The government aims to raise the tax-to-GDP ratio from 9pc to 13pc, supported by reforms within the Federal Board of Revenue (FBR).

Privatisation

When asked about the timeline of privatisation of state-owned entities (SOEs), the minister said many ministries had come before cabinet committee on SOEs and made pleas regarding their “essential or strategic” assets.

“We had discussions with them and said let’s put it into the privatisation pipeline, so we have sent them to the cabinet committee on privatisation, which in turn has sent it to the privatisation commission.”

He said they were not just looking at institutions that were a “drag on the exchequer”, but also those which are ‘profitable’.

For example, he mentioned the case of State Life Insurance Corporation. “There were many questions asked, like, ‘This company is profitable so what is your problem?’ The problem is that if this can be done by the private sector, why should be keep it public?”

PIA and Islamabad airport are the two assets [whose privatisation] is in the works.
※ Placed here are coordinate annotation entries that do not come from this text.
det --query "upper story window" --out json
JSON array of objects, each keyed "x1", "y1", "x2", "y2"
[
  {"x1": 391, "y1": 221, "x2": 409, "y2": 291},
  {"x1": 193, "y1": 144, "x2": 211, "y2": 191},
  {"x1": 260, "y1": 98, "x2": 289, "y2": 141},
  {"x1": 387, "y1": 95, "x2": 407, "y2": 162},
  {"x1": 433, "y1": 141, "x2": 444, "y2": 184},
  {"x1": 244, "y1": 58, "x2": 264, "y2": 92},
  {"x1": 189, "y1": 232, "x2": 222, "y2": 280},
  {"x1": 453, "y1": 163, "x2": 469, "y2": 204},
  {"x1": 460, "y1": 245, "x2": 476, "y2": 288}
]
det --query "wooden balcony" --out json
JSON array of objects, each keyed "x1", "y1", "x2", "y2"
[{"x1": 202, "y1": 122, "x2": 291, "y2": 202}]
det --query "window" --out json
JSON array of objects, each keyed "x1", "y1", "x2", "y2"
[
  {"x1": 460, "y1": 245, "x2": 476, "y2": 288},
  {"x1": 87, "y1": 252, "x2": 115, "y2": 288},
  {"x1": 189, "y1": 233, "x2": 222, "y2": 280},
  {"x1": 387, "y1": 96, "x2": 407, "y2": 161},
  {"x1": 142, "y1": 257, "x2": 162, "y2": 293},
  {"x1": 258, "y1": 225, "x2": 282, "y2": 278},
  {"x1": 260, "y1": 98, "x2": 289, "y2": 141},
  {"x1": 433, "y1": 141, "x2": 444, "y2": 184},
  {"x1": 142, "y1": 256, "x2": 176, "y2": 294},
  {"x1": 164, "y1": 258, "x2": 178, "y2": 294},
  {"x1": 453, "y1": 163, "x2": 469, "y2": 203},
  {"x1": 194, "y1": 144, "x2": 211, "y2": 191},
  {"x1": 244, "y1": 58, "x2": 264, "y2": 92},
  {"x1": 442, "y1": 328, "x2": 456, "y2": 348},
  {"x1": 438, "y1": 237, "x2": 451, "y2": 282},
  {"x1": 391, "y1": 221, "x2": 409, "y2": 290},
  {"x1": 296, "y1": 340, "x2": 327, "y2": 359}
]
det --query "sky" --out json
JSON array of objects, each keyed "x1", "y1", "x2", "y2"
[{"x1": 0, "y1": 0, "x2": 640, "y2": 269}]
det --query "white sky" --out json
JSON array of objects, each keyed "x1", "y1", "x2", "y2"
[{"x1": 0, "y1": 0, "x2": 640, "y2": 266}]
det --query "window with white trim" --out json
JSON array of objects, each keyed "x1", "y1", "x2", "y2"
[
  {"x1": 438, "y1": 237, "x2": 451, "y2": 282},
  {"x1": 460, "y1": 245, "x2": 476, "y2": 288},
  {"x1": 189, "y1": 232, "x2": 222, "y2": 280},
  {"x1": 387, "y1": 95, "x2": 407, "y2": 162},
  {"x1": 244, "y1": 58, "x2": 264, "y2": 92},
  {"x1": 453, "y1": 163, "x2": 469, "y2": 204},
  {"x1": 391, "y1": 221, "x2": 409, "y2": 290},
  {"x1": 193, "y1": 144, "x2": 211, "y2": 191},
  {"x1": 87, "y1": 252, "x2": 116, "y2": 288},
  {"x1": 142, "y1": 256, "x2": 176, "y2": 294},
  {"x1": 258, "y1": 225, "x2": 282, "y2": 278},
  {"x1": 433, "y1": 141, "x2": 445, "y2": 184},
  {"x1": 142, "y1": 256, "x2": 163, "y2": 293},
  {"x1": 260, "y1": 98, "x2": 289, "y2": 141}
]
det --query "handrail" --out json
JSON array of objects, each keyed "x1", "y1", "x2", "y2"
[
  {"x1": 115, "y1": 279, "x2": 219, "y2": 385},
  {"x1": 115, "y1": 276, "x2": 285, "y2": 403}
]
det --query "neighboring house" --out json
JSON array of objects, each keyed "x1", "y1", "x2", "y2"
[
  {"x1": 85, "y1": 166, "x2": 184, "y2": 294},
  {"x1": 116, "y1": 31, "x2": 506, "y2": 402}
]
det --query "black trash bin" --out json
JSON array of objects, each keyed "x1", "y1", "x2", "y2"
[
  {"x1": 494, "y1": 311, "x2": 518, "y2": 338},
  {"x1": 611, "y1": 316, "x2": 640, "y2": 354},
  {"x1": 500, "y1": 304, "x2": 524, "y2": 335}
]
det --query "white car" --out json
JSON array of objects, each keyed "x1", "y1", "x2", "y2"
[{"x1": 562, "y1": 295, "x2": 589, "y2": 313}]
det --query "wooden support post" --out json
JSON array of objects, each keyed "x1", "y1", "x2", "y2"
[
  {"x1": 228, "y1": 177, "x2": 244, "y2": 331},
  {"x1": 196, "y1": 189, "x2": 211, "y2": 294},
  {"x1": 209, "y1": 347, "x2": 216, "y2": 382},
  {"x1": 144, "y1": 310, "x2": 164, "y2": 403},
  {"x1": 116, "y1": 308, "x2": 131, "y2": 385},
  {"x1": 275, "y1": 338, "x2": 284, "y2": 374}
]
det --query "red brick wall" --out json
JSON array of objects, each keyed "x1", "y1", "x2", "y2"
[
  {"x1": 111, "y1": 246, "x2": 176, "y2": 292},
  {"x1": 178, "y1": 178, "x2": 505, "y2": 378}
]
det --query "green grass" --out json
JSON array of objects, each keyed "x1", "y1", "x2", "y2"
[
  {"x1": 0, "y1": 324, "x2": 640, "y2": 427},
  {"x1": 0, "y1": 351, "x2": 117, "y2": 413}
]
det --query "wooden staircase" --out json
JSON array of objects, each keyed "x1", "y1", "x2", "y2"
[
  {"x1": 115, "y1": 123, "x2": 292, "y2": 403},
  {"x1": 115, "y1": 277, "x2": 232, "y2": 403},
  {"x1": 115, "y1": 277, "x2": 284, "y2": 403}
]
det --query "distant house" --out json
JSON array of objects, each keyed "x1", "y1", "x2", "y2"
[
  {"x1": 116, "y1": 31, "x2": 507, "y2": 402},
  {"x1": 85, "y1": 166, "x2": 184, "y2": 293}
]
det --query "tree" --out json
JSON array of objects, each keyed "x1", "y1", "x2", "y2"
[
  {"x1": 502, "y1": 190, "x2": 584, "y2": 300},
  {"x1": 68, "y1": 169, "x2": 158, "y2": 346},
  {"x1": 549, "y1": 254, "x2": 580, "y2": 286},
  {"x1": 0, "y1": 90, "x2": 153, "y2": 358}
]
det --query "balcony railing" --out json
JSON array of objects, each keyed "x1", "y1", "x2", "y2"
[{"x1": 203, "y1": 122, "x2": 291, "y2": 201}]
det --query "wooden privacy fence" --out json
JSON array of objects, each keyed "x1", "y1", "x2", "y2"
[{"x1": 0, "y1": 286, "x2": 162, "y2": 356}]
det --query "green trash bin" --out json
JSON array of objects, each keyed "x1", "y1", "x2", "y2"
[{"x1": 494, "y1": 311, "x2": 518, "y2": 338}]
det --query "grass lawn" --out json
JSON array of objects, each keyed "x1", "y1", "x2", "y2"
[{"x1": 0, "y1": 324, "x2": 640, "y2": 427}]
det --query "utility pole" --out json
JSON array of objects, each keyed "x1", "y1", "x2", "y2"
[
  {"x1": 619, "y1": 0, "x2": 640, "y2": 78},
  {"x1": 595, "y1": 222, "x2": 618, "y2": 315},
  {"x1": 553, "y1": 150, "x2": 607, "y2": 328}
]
This involves a detailed discussion on due diligence and technical evaluation, so we are hopeful that during November, we will get to a good outcome in terms of decisions,” he said.

“But we don’t want to stop there; if [the sale of] Islamabad airport is successful — and you know that the International Finance Corporation in terms of that sell-side mandate, so we told them to look at Lahore and Karachi airports as well. Preparatory work on that is already underway and as soon as Islamabad airport reaches a conclusion, these airports should come into play right away.”